How do these types of projects work?
They’re all quite different: for instance, we’ve initiated a local pilot project in Abobo, one of the poorest districts of Abidjan. The problem there was organized youth crime – we had gangs of youths who were robbing residents. The law enforcement authorities were virtually powerless and, because the residents had created self-defense teams, there were frequent clashes, some of which resulted in fatalities. Overall, it looked as though there was no solution to the problem, because neither side understood the reality of the other side’s world. There was almost no communication between the two sides. In a series of dialogues that took place over the course of several months, we were able to defuse the situation. Once our local project partners were able to gain the trust of the youths, we used video messaging to establish an “interactive” dialogue. In these types of dialogues, the differences in opinion can be extreme, and the use of film as a medium allowed for an exchange that led half of the youths in this project to distance themselves from their tendency to violence.
Do you also use visualization in these types of dialogues?

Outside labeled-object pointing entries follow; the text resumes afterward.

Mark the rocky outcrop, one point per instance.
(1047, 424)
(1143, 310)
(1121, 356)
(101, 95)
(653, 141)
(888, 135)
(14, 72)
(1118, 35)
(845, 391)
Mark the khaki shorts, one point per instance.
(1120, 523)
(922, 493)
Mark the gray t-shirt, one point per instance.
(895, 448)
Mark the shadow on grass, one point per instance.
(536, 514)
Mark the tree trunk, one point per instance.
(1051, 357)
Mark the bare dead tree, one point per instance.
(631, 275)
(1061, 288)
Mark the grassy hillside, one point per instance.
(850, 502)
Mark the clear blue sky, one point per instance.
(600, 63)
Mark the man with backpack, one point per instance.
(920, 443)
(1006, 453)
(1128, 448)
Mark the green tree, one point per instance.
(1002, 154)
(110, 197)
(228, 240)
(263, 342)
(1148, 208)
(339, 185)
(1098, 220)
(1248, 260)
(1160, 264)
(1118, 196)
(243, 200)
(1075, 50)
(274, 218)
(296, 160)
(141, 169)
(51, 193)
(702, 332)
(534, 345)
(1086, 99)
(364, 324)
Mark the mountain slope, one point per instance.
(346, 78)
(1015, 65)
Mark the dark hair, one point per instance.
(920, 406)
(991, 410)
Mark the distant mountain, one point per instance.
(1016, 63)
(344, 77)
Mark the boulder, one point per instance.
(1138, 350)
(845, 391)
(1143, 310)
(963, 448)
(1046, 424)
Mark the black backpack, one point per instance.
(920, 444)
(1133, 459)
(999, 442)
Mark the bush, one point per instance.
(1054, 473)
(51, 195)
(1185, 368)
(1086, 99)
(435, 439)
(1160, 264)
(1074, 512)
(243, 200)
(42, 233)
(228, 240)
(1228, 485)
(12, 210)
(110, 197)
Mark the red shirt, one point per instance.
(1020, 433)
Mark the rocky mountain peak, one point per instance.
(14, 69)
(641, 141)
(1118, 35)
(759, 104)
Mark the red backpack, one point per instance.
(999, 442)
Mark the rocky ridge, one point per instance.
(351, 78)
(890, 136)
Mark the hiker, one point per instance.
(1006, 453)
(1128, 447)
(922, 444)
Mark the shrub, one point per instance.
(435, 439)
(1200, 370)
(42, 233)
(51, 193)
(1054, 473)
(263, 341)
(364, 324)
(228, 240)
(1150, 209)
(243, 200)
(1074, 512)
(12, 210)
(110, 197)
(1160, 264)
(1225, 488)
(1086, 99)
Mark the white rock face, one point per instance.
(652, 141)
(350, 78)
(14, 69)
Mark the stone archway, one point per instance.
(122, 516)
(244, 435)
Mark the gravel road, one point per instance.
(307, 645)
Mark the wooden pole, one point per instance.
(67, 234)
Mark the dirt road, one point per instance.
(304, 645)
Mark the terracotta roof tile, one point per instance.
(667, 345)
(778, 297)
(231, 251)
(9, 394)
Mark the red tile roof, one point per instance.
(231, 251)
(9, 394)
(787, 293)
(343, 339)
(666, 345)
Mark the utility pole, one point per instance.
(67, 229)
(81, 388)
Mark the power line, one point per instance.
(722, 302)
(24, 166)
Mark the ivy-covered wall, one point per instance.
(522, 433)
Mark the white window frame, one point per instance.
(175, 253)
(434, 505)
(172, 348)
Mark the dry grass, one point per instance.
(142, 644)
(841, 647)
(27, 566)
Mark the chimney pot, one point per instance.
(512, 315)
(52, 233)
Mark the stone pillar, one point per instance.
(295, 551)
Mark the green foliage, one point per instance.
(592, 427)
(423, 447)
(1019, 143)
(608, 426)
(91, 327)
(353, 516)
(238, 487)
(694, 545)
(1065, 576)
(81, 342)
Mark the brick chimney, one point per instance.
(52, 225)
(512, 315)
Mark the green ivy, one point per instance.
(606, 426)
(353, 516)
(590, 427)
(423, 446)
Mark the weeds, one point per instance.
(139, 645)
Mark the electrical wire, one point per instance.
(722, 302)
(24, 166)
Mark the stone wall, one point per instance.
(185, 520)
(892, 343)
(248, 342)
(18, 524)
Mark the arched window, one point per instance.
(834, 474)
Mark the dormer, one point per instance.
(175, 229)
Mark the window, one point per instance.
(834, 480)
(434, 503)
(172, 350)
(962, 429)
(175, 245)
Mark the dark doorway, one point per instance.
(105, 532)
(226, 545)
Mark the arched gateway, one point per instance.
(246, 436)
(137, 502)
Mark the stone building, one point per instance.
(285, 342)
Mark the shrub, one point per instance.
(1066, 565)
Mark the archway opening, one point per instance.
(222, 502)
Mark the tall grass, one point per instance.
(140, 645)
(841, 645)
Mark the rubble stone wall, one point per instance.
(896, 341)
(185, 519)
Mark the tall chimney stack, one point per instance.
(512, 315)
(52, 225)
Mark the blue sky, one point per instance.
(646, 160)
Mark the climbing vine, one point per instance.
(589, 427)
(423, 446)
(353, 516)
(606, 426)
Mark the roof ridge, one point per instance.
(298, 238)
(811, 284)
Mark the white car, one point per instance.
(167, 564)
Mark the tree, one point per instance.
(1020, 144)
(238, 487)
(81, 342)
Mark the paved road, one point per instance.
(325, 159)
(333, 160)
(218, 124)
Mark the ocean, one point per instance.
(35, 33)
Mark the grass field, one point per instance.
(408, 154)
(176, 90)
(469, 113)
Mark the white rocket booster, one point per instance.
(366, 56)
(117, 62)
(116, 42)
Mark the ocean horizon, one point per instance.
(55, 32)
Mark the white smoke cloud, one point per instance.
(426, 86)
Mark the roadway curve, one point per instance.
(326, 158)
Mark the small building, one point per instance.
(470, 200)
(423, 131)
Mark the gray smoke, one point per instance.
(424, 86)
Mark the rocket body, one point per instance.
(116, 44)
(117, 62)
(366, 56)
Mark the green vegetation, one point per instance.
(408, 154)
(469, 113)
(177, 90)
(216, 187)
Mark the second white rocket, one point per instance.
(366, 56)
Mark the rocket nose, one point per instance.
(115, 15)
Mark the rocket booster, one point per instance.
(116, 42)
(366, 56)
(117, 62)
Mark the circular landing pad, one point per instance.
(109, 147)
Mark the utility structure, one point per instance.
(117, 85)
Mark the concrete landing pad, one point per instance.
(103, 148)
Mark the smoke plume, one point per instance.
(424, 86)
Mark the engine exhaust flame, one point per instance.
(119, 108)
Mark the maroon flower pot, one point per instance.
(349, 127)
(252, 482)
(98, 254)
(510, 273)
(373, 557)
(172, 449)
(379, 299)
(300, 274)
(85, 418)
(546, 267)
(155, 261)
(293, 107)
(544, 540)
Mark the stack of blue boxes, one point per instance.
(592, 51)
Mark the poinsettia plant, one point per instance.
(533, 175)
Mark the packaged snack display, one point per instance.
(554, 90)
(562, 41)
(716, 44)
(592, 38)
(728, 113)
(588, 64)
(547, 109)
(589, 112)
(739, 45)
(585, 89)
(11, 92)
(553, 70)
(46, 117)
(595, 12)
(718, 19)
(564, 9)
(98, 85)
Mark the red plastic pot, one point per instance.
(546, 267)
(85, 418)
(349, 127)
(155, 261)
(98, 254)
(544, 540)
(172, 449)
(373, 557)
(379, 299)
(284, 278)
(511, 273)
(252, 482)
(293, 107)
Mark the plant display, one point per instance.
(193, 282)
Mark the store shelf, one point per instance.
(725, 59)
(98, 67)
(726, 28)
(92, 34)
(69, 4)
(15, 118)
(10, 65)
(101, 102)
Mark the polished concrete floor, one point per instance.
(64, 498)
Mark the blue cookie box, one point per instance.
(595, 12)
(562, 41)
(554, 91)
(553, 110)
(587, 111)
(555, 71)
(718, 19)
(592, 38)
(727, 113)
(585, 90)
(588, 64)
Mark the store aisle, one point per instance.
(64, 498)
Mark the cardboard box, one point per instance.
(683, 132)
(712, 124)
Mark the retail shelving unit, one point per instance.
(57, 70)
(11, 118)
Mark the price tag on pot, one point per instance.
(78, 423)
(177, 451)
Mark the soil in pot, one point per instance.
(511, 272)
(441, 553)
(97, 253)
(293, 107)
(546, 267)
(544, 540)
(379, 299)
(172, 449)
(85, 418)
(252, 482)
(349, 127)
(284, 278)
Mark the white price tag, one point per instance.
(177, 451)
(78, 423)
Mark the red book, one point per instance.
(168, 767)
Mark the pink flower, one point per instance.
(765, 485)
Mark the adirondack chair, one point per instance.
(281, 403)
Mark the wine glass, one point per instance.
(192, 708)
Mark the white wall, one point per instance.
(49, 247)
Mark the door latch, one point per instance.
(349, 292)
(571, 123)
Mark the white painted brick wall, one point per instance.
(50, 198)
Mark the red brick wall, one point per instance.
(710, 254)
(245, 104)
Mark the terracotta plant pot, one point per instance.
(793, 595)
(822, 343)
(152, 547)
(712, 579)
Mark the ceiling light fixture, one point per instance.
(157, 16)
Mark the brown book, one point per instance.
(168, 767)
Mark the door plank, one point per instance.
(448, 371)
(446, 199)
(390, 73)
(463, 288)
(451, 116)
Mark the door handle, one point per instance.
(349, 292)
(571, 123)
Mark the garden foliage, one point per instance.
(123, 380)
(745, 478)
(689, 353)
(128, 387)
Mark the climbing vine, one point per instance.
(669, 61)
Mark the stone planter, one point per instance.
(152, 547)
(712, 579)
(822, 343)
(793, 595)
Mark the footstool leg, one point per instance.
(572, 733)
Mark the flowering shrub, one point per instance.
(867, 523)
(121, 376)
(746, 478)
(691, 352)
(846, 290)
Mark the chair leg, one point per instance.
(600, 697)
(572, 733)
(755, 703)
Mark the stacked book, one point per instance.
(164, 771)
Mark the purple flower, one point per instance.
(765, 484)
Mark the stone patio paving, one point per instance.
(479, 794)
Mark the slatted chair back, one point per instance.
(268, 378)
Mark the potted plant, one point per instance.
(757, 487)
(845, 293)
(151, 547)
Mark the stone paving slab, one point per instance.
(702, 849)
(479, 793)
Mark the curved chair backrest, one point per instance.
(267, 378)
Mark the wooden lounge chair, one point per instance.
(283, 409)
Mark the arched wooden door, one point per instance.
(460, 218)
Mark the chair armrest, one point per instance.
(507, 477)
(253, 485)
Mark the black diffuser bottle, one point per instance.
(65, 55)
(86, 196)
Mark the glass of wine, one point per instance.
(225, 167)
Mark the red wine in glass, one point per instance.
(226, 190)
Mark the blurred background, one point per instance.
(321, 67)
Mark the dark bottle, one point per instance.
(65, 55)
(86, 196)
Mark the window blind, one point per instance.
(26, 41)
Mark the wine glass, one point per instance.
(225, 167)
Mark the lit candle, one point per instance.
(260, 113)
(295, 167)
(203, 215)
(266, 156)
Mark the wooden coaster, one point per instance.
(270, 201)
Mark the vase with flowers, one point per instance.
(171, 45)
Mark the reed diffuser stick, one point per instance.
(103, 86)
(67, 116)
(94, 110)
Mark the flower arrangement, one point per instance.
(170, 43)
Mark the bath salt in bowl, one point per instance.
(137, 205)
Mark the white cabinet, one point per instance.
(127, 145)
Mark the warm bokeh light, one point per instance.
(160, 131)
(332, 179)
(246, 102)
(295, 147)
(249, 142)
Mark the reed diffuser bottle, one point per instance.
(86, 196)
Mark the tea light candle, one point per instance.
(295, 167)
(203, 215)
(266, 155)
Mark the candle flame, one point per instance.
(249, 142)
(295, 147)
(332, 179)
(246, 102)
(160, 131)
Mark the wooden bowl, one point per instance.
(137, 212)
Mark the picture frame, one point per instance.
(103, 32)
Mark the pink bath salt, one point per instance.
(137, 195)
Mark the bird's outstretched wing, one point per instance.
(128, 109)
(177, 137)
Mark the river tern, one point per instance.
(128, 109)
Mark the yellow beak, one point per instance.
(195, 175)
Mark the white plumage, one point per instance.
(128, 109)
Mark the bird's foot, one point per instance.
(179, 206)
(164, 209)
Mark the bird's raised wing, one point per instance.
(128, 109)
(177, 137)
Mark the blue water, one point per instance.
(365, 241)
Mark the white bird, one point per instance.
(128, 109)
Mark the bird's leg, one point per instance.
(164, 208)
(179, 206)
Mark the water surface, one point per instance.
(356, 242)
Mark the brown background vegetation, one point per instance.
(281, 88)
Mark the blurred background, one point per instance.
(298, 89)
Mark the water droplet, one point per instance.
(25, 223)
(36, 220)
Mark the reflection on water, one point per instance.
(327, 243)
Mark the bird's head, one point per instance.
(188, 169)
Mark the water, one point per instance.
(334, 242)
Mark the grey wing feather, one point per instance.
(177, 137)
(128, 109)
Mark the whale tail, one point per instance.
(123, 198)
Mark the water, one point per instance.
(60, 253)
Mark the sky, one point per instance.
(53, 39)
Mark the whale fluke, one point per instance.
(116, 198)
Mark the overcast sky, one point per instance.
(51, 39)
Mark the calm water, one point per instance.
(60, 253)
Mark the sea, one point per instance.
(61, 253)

Yes, unfortunately though, we don’t have enough moderators who know the technique, so we can’t yet really implement visualization systematically. For a peace-related project in Mali, we tried to use visualization to document the results of a survey that had been taken of the population. What this revealed was that people viewed changing values and the lack of trust on the part of citizenery to be the greatest challenges to peace.
Why would it be helpful to have more of your moderators learn visualization techniques?
One of the most critical prerequisites for facilitators in a peace process is neutrality – along with credibility. When we guide and analyze dialogues, the goal is to be able to share the results with colleagues. If we are working with a Workspace group of between 20 and 200 people, we have to be sure that we have documented the problems correctly. We always provide visualization support for these types of Workspace presentations, and this has led to a major change in the way that we present problems. In our work with local discussion groups, visualized note-taking helps us to better understand the perspectives of all those affected – and to be able to come up with questions or to make problems less abstract. When visualization is used in a discussion group, the participants usually have more of a sense that they are valued. This is important to us, because this simultaneous visual note-taking strengthens the transparency and credibility of our work. That’s why, of course, it would be great if more of our colleagues were able to use this technique.
Where does the problem lie?
Unfortunately, at the moment, language barriers make our options for teaching colleagues how to use visualization quite limited. French-language bikablo training would be a first step – and, of course, having trainers who speak the language and can provide training for the people here. There would be a demand for this – the feedback we get about our “visualization work” is extremely positive.
What are your hopes for your work at Interpeace?
My ideal would be that we could teach people to place more value on open dialogue and to motivate themselves to action, so that both minor and more major conflicts could be resolved through dialogue rather than through violence.
Mirko, thank you so much for our conversation – I wish you much success in your work in Abidjan!